Discussion
The consideration of the clinical relevance of individual food allergens
is a relevant factor for developing new strategies and tools for
improving the allergenicity RA of novel
proteins[24,25]. However, this is challenging
because there is a lack of consensus lists of clinically relevant
allergens with demonstrable potency in eliciting an allergic
reaction[9]. Here, we have
generated the first resource with
a comprehensive annotation of allergens’ symptomatology using a
text-mining approach that extracts significant co-mentions between
allergens and clinical symptoms from scientific literature. The
annotations are given in terms of standard vocabularies in widely used
biomedical databases, which allows connecting information on allergens
with a plethora of other resources.
An obvious drawback of this approach is that it detects generic
relationships non-informative about the underlying cause, the
”direction” or their positive/negative nature. This is illustrated by
the relationship between latex allergy and spina bifida previously
commented. Another example is the relationship found between many
allergens and “decreased IgE levels” since reducing the levels of that
immunoglobulin is a treatment for some allergies (not a symptom of
them). Some wrong associations are also due to recurrent co-mentions
with terms mentioned in a general “introductory” context. This is, for
example, the case for the appreciable number of wrong linkages with
“anaphylaxis” discussed in the Results. Despite these examples, in the
case of allergens, most of the co-mentions with symptoms and
pathological terms are expected to be correct and due to the
cause-effect relationships we are interested in. Even if it is not
possible to carry out an exhaustive evaluation of all the relationships,
as there are not curated resources to check against, the indirect
evaluation using the exposure route show that our results are globally
correct (Figure 3 ). Future improvements of the system as well
as eventual manual curation of these allergen-symptom relationships
could lead to a fully curated resource.
Our approach could be a valid and
starting point for the future grading of allergens based on clinical
symptoms and contribute to the refinement of the current and over
simplistic RA view where proteins are categorized as allergens or
non-allergens[9,21]. In this work, we mainly focus
on identifying allergens causing life-threatening symptoms and an
initial list of 222 allergens is provided with significant co-mentions
(Supplementary Table 1). The main routes of allergen exposure are
considered, being ingestion (foods) the most common one (54.5%),
followed distantly by injection (insect bites) (23.0%), inhalation
(19.8%), and skin (2.7%). This list has been further manually refined
to a selection of 137 allergens of potential food relevance for RA
purposes (Table 1 ). Remarkably, this refined list could serve
as a starting point to propose a selection of the most relevant
allergens as a potential set of reference proteins to validate
predictive models of allergenicity, which today does not exist.

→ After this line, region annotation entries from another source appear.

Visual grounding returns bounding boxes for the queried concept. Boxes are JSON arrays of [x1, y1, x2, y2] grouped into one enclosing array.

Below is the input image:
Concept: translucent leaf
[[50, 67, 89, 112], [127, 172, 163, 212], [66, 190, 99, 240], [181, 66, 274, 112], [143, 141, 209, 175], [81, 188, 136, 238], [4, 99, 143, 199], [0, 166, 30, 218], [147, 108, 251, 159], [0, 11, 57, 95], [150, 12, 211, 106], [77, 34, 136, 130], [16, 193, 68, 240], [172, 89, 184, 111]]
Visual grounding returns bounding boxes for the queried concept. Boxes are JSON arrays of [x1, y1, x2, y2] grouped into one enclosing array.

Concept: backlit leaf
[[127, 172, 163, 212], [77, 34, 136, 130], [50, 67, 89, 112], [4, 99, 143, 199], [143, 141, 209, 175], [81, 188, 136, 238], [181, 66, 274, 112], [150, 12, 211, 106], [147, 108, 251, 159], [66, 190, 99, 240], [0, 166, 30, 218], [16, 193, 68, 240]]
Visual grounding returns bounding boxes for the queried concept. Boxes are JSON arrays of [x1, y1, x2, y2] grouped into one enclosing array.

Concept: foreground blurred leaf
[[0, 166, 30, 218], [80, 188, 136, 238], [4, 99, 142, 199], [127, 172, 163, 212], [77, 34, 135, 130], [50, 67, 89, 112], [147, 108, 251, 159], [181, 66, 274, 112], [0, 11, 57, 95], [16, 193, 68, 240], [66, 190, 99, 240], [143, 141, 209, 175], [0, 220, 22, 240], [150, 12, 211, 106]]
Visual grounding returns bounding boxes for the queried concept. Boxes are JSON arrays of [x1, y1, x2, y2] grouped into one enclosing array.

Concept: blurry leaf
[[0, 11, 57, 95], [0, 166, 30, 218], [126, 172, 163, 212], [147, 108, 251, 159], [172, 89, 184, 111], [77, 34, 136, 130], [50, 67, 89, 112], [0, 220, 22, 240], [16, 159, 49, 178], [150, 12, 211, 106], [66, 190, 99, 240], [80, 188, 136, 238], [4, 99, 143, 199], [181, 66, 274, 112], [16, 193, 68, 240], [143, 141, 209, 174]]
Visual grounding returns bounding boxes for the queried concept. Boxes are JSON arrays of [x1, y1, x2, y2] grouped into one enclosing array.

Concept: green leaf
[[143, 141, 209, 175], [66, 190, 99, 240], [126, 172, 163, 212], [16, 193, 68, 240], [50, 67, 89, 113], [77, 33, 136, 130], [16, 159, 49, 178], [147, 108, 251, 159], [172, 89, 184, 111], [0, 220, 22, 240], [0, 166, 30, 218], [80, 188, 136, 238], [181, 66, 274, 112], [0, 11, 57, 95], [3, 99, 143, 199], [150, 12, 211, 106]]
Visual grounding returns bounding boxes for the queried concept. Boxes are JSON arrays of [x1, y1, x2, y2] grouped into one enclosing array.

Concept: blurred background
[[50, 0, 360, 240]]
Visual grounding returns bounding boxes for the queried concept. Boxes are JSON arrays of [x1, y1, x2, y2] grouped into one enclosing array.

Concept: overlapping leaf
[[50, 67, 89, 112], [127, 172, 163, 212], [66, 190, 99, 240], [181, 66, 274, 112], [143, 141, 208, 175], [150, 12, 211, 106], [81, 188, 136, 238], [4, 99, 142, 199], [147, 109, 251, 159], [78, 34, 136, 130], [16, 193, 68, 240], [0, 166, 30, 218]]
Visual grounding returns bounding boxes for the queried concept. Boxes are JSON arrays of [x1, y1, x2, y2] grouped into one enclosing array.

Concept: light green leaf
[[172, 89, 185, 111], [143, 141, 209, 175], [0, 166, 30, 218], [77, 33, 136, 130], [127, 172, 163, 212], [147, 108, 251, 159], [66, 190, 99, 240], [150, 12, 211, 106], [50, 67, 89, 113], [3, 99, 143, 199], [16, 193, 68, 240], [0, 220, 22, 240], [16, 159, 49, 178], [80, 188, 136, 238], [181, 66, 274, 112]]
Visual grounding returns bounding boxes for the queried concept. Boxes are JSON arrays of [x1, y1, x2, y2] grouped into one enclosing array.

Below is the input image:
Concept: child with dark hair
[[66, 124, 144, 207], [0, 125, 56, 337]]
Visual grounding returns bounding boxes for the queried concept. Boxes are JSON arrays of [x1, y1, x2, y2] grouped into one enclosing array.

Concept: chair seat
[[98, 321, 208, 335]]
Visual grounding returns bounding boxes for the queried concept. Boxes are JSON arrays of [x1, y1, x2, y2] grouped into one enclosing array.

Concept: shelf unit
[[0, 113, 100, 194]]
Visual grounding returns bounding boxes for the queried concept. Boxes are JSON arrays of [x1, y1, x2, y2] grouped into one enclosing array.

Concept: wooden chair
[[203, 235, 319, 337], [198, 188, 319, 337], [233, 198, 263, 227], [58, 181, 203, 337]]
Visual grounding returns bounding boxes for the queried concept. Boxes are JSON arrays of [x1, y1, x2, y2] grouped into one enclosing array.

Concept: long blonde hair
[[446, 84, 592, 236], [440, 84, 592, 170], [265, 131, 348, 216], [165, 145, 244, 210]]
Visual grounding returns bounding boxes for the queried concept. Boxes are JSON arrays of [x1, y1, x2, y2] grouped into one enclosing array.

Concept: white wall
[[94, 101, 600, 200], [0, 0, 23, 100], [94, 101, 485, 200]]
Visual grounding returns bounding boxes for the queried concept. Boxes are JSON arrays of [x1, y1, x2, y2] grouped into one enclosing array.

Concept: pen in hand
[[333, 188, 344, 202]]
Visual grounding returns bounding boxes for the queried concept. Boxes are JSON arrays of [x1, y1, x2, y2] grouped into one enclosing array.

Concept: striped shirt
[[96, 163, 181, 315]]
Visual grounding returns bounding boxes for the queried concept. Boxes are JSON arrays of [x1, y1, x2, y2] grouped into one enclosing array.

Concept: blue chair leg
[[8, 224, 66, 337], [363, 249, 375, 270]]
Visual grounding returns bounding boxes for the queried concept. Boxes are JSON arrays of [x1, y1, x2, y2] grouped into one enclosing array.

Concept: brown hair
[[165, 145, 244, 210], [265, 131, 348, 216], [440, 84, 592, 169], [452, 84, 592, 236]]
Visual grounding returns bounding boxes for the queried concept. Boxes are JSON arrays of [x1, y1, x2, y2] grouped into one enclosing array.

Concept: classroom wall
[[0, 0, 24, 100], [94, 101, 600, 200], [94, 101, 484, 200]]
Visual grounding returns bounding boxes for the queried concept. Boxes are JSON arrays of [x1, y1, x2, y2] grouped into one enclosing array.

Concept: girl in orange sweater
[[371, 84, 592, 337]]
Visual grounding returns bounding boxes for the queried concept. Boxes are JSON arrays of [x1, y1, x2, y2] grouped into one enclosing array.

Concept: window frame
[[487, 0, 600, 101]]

In this
context, a potential match of a novel protein with any of these
allergens, based on criteria like their similarity of amino acid
sequence and physicochemical properties, and/or secondary structure
motifs and 3D-structure, could indicate a high risk of allergenicity.
Moreover, a potential match with allergens statistically co-mentioned
with less severe symptoms (814 allergens are classified in this
category) or with none of them (1,143) could suggest a medium or low
risk of IgE allergenicity, respectively. This type of information
linking the allergen hit with the clinical symptomatology is crucial to
develop targeted and proportionate follow-up RA steps depending on the
risk level and accompanying uncertainties[25].
This resource, available to the
community through a free web interface, will allow connecting the, until
now, isolated data on allergenic substances with other biomedical
databases (on genes, diseases, molecular processes, etc.). For example,
as HPO (symptom) profiles for diseases are available, it would be
possible to compare them with those for allergens so that to inform
practitioners of possible allergy-disease misdiagnostics. In general,
this massive information would pave the way for systemic studies on the
complex phenomena of allergenicity. Systemic and network-based studies
are widely used now in biomedicine[26] but they
need massive amounts of interconnected data, which are right now scarce
for the particular case of allergens.
This resource can also be useful for the similarity-based prediction of
allergenic proteins in new food sources, as a matching against a known
allergen can now be enriched with a profile of possible symptoms and,
eventually, a severity inference, as commented above. This
straightforward information will be of great utility for the
allergenicity RA process.
In a next step, this approach could also allow to perform data-mining
studies aimed at getting new insights into the molecular basis of other
hazardous properties (e.g., adjuvanticity, toxicity) advancing
the overall protein safety assessment.